200 loose pseudoephedrine pills, 8,000 matches, a bottle of hydrochloric acid, two containers of antifreeze, and a coffee filter full of iodine crystals—all ingredients for making methamphetamine.Harris was arrested and Mirandized, and confessed to cooking meth. Harris later challenged the arrest on the grounds that while trained, Aldo's skills were not properly verified. The Florida Supreme Court agreed, holding that objective evidence such as field performance records (showing false positives, for example) and other objective evidence about the dog's reliability were needed, given that the police only kept a log of when Aldo did correctly find contraband.

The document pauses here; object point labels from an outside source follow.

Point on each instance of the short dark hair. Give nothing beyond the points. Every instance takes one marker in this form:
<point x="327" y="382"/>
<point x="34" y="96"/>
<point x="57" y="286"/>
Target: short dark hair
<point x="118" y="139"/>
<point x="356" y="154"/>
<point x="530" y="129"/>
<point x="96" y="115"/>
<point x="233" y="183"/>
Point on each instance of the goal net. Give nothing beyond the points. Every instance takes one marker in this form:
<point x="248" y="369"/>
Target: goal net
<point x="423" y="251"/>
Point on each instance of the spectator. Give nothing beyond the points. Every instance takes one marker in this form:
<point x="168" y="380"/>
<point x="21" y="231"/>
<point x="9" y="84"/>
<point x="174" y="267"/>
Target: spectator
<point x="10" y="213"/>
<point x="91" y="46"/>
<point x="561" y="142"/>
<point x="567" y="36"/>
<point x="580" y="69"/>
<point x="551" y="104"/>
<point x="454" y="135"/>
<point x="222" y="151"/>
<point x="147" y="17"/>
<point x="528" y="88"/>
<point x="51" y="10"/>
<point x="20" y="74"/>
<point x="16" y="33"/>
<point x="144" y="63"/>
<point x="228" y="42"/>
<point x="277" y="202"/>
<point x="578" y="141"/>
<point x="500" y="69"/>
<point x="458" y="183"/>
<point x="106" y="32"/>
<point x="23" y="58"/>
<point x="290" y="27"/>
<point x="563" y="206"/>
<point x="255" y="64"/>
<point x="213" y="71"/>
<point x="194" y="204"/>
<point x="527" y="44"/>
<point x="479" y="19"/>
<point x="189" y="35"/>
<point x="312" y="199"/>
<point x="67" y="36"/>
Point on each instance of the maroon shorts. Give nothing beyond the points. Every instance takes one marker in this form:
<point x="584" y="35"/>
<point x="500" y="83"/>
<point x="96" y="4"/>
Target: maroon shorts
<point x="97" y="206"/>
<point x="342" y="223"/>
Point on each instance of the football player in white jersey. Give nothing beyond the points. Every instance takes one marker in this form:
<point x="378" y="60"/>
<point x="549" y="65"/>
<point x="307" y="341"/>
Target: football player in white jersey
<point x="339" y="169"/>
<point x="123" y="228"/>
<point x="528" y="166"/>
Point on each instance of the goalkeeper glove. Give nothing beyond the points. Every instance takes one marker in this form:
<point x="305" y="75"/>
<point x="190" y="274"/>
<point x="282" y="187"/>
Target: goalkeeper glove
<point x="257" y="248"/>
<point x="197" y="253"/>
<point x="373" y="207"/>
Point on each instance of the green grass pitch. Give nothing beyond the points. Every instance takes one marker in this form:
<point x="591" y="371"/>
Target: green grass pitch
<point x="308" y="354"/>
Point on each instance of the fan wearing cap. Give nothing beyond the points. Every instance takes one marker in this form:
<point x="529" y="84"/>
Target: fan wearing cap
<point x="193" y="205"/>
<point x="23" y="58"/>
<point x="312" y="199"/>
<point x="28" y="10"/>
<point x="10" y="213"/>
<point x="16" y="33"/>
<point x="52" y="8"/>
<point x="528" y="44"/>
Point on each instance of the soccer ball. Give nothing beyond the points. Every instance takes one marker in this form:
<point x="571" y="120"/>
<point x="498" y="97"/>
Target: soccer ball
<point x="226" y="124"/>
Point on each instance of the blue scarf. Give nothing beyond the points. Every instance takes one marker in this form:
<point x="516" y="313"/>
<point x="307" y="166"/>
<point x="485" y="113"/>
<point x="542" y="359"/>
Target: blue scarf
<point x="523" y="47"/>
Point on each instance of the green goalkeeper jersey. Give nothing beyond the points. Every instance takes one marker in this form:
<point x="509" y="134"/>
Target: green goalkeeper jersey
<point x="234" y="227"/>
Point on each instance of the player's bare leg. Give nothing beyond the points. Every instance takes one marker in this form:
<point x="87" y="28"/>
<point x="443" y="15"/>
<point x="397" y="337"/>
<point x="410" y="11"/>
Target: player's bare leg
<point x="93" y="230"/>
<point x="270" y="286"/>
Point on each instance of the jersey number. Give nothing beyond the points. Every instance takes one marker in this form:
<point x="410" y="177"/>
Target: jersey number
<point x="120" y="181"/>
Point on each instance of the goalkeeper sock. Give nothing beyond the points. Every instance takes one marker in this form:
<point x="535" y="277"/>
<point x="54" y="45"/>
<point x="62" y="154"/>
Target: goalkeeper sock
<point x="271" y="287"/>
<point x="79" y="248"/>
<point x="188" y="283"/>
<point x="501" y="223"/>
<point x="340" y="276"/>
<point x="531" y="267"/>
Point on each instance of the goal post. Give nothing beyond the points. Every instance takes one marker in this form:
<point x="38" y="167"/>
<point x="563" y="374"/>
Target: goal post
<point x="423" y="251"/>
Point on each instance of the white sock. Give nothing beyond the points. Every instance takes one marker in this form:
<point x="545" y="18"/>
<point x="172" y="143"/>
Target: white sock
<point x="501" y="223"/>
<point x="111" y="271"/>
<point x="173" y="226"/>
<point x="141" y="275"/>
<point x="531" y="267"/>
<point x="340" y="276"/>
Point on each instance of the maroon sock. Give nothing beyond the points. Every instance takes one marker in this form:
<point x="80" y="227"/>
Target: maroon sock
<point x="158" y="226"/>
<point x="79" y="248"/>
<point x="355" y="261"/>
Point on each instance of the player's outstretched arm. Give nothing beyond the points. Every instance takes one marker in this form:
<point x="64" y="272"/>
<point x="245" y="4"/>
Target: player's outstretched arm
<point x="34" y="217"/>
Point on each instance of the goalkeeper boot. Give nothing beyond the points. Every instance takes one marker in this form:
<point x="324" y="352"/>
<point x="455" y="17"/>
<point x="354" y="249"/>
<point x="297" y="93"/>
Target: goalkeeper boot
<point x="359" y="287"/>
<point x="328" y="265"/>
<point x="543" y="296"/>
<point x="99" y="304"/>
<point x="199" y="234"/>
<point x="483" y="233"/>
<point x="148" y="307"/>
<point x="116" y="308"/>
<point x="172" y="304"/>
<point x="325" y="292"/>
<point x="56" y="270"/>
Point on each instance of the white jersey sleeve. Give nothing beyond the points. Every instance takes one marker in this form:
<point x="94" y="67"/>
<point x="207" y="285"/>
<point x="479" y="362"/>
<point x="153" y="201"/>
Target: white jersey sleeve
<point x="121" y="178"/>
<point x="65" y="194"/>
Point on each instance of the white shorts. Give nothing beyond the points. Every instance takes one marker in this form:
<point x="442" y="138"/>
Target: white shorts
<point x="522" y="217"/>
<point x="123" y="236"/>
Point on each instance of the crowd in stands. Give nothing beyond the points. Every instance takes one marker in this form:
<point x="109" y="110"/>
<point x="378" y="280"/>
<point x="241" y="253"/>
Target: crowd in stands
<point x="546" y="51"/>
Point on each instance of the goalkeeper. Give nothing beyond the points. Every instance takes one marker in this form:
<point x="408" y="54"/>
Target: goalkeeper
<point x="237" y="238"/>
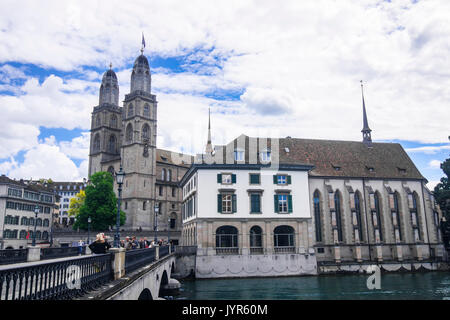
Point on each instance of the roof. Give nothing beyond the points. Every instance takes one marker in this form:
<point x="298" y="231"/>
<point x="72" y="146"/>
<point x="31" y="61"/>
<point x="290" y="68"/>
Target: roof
<point x="33" y="186"/>
<point x="174" y="158"/>
<point x="333" y="158"/>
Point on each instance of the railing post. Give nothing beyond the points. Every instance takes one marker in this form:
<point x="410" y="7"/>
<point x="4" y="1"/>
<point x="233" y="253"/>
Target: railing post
<point x="33" y="253"/>
<point x="118" y="262"/>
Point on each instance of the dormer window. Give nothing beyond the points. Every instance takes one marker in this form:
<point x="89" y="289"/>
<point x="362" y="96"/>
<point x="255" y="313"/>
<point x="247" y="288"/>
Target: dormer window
<point x="265" y="156"/>
<point x="239" y="155"/>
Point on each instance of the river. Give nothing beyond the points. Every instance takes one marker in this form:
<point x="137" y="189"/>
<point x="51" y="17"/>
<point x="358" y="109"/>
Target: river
<point x="431" y="285"/>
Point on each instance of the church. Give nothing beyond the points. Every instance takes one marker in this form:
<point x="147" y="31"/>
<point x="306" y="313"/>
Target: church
<point x="276" y="203"/>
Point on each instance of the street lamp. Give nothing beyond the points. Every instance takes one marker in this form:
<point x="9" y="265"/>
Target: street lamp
<point x="36" y="211"/>
<point x="155" y="224"/>
<point x="89" y="229"/>
<point x="119" y="178"/>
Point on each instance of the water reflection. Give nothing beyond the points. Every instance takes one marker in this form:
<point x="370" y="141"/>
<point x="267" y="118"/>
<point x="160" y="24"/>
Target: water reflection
<point x="432" y="285"/>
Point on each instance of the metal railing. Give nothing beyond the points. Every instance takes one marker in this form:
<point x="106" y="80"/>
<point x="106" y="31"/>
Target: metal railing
<point x="55" y="280"/>
<point x="137" y="258"/>
<point x="284" y="249"/>
<point x="61" y="252"/>
<point x="9" y="256"/>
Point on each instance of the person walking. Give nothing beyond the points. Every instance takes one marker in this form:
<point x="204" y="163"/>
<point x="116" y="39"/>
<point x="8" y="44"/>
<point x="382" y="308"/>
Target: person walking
<point x="100" y="245"/>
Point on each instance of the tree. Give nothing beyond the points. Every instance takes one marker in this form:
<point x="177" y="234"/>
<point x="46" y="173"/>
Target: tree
<point x="76" y="203"/>
<point x="100" y="204"/>
<point x="442" y="196"/>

Come below the fold and learn what the Supreme Court had to say about Aldo.
Today, a unanimous Supreme Court reversed, with Justice Kagan writing the opinion allowing this dog to have his day. Basically, the Court decides, Aldo's credibility must be determined based on the totality of the circumstances, just like any other informant, and not one test:
The question—similar to every inquiry into probable cause—is whether all the facts surrounding a dog’s alert, viewed through the lens of common sense, would make a reasonably prudent person think that a search would reveal contraband or evidence of a crime. A sniff is up to snuff when it meets that test....Good dog! Here's a treat. The officer has probable cause, and the arrest stands.

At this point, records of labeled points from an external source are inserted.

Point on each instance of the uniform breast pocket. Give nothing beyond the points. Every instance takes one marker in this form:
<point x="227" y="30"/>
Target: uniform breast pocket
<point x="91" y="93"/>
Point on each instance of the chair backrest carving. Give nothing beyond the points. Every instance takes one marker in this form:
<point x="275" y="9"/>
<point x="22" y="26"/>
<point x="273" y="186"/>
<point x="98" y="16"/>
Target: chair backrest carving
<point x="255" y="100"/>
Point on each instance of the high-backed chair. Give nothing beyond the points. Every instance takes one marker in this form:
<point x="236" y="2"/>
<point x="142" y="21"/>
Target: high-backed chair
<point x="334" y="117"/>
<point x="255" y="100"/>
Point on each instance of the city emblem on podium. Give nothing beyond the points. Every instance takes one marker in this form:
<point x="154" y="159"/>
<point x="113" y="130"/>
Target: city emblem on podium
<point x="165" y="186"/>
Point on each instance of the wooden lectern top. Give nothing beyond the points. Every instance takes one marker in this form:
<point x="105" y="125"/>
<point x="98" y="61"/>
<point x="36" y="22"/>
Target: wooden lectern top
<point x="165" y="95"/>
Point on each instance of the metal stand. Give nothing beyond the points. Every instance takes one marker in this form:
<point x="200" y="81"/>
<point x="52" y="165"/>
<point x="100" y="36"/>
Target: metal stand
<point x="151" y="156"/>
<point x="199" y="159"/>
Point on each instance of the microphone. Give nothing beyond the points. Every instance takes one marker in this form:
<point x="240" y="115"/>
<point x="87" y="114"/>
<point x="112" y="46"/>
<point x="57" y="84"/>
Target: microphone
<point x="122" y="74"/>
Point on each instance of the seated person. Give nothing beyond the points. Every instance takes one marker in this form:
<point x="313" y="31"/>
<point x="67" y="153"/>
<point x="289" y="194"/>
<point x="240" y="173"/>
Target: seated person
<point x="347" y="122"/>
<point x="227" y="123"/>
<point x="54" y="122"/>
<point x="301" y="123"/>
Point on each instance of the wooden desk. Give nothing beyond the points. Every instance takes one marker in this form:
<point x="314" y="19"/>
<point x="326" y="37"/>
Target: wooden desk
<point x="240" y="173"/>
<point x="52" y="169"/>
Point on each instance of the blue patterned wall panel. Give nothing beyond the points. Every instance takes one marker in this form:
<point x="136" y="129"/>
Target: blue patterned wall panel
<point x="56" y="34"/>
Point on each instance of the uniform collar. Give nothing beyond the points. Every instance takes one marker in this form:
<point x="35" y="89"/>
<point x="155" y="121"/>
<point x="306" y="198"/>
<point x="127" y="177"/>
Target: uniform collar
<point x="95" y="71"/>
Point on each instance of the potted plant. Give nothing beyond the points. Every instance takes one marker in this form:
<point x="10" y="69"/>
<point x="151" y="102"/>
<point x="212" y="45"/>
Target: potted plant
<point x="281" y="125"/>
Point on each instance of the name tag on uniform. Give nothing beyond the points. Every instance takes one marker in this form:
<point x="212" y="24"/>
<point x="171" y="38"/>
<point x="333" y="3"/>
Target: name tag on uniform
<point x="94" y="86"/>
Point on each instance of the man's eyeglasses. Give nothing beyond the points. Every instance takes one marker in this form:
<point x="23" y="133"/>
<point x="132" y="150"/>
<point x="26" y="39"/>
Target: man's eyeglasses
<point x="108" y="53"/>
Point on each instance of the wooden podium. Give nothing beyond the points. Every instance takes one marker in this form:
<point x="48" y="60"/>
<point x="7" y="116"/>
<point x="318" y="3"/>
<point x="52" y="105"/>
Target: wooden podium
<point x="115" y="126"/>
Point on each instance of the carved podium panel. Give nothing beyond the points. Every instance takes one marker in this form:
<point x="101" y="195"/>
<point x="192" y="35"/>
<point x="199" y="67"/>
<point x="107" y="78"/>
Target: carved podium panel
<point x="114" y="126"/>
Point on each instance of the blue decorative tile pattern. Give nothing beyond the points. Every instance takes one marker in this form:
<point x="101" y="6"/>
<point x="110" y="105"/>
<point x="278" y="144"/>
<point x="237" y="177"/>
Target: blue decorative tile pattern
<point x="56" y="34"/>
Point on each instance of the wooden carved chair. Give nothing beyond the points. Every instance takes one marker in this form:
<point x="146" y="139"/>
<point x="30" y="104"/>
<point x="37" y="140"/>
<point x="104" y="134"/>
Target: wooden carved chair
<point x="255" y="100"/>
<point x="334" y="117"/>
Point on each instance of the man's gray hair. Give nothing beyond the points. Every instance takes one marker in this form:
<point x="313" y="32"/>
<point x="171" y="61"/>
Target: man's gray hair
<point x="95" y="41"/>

[E]vidence of a dog’s satisfactory performance in a certification or training program can itself provide sufficient reason to trust his alert. If a bona fide organization has certified a dog after testing his reliability in a controlled setting, a court can presume (subject to any conflicting evidence offered) that the dog’s alert provides probable cause to search. The same is true, even in the absence of formal certification, if the dog has recently and successfully completed a training program that evaluated his proficiency in locating drugs. After all, law enforcement units have their own strong incentive to use effective training and certification programs, because only accurate drug-detection dogs enable officers to locate contraband without incurring unnecessary risks or wasting limited time and resources....
Harris principally contended in the trial court that because Wheetley did not find any of the substances Aldo was trained to detect, Aldo’s two alerts must have been false. But we have already described the hazards of inferring too much from the failure of a dog’s alert to lead to drugs, and here we doubt that Harris’s logic does justice to Aldo’s skills. Harris cooked and used methamphetamine on a regular basis; so as Wheetley later surmised, Aldo likely responded to odors that Harris had transferred to the driver’s-side door handle of his truck. A well-trained drug-detection dog should alert to such odors; his response to them might appear a mistake, but in fact is not. And still more fundamentally, we do not evaluate probable cause in hindsight, based on what a search does or does not turn up.
CHIEF JUSTICE ROBERTS: So you don't know whether -- in other words, are dogs good at sniffing things, or are they -- can they be good at bombs, but not good at meth?
MR. PALMORE: Well, I don't know the specific answer to that. I think once a dog kind of chooses a major, that's what they stick with. But I think the important point is that -
JUSTICE SCALIA: You don't want coon dogs chasing squirrels.